如果你使用SeaTunnel Engine，当你下载并安装SeaTunnel引擎时，它会自动集成hadoop jar。您可以在${SEATUNNEL_HOME}/lib下检查jar包以确认这一点.

要使用此连接器，您需要将hadoop cos-{hadoop.version}-{version}.jar和cos_api-bundle-{version}.jar位于${SEATUNNEL_HOME}/lib目录中，下载：Hoop cos发布. 它只支持hadoop 2.6.5+和8.0.2版本+.

:::

关键特性

多模态
使用二进制文件格式读取和写入任何格式的文件，例如视频、图片等。简而言之，任何文件都可以同步到目标位置。
精确一次

默认情况下，我们使用2PC commit来确保 精确一次

选项

名称	类型	必需	默认值	描述
path	string	是	-
tmp_path	string	否	/tmp/seatunnel	结果文件将首先写入tmp路径，然后使用“mv”将tmp目录提交到目标目录。需要一个COS目录.
bucket	string	是	-
secret_id	string	是	-
secret_key	string	是	-
region	string	是	-
custom_filename	boolean	否	false	是否需要自定义文件名
file_name_expression	string	否	"${transactionId}"	仅在custom_filename为true时使用
filename_time_format	string	否	"yyyy.MM.dd"	仅在custom_filename为true时使用
file_format_type	string	否	"csv"
filename_extension	string	否	-	使用自定义的文件扩展名覆盖默认的文件扩展名。例如：`.xml`, `.json`, `dat`, `.customtype`
field_delimiter	string	否	'\001'	仅在file_format为text时使用
row_delimiter	string	否	"\n"	仅在file_format为 `text`、`csv`、`json` 时使用
have_partition	boolean	否	false	是否需要处理分区.
partition_by	array	否	-	只有在have_partition为true时才使用
partition_dir_expression	string	否	"${k0}=${v0}/${k1}=${v1}/.../${kn}=${vn}/"	只有在have_partition为true时才使用
is_partition_field_write_in_file	boolean	否	false	只有在have_partition为true时才使用
sink_columns	array	否		当此参数为空时，所有字段都是接收列
is_enable_transaction	boolean	否	true
batch_size	int	否	1000000
compress_codec	string	否	none
common-options	object	否	-
max_rows_in_memory	int	否	-	仅在file_format为excel时使用.
sheet_name	string	否	Sheet${Random number}	仅在file_format为excel时使用.
csv_string_quote_mode	enum	否	MINIMAL	仅在file_format为csv时使用.
xml_root_tag	string	否	RECORDS	仅在file_format为xml时使用.
xml_row_tag	string	否	RECORD	仅在file_format为xml时使用.
xml_use_attr_format	boolean	否	-	仅在file_format为xml时使用.
single_file_mode	boolean	否	false	每个并行处理只会输出一个文件。
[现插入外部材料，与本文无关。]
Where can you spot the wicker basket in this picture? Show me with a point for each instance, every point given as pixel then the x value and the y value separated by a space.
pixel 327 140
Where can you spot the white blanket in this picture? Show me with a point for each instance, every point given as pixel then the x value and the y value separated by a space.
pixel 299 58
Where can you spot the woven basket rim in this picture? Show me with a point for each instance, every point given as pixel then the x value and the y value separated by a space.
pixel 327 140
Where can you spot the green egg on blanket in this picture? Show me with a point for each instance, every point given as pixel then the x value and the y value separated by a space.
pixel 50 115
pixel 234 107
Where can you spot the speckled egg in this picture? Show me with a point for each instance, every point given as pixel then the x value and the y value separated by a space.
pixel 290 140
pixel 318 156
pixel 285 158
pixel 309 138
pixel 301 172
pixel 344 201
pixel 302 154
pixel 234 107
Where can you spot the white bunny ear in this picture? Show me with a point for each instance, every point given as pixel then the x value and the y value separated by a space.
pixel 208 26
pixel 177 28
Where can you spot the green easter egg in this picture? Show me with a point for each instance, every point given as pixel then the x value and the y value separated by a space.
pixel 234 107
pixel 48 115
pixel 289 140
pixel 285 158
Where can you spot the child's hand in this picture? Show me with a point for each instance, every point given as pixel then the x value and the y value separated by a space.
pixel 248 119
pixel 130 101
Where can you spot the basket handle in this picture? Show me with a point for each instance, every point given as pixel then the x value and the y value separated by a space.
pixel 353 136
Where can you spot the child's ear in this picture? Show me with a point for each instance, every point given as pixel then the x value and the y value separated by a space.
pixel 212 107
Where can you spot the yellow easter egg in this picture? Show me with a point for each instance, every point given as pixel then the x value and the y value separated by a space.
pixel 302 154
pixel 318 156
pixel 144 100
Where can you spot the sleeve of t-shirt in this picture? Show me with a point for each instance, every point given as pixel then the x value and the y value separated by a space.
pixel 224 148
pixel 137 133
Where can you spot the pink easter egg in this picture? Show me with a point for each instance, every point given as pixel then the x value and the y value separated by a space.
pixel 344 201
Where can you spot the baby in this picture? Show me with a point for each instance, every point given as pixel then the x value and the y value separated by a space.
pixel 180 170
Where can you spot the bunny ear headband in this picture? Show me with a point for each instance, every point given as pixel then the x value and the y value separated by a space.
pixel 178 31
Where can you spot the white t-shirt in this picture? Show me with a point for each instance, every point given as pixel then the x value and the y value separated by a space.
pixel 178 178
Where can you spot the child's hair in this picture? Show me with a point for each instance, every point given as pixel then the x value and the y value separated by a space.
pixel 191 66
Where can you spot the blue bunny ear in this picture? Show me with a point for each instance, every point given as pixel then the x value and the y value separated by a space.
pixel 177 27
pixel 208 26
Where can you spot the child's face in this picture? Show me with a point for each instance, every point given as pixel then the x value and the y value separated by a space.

启用此参数后，batch_size将不会生效。输出文件名没有文件块后缀.
create_empty_file_when_no_data	boolean	否	false	当上游没有数据同步时，仍然会生成相应的数据文件.
parquet_avro_write_timestamp_as_int96	boolean	否	false	仅在file_format为parquet时使用.
parquet_avro_write_fixed_as_int96	array	否	-	仅在file_format为parquet时使用.
encoding	string	否	"UTF-8"	仅当file_format_type为json、text、csv、xml时使用.
merge_update_event	boolean	否	false	仅当file_format_type为canal_json、debezium_json、maxwell_json.

path [string]

目标目录路径是必需的.

bucket [string]

cos文件系统的bucket地址，例如：cosn://seatunnel-test-1259587829

secret_id [string]

cos文件系统的密钥id.

secret_key [string]

cos文件系统的密钥.

region [string]

cos文件系统的分区.

custom_filename [boolean]

是否自定义文件名

file_name_expression [string]

仅在 custom_filename 为 true时使用

file_name_expression描述了将在path中创建的文件表达式。我们可以在file_name_expression中添加变量${now}或${uuid}，类似于test_${uuid}_${now}， ${now}表示当前时间，其格式可以通过指定选项filename_time_format来定义.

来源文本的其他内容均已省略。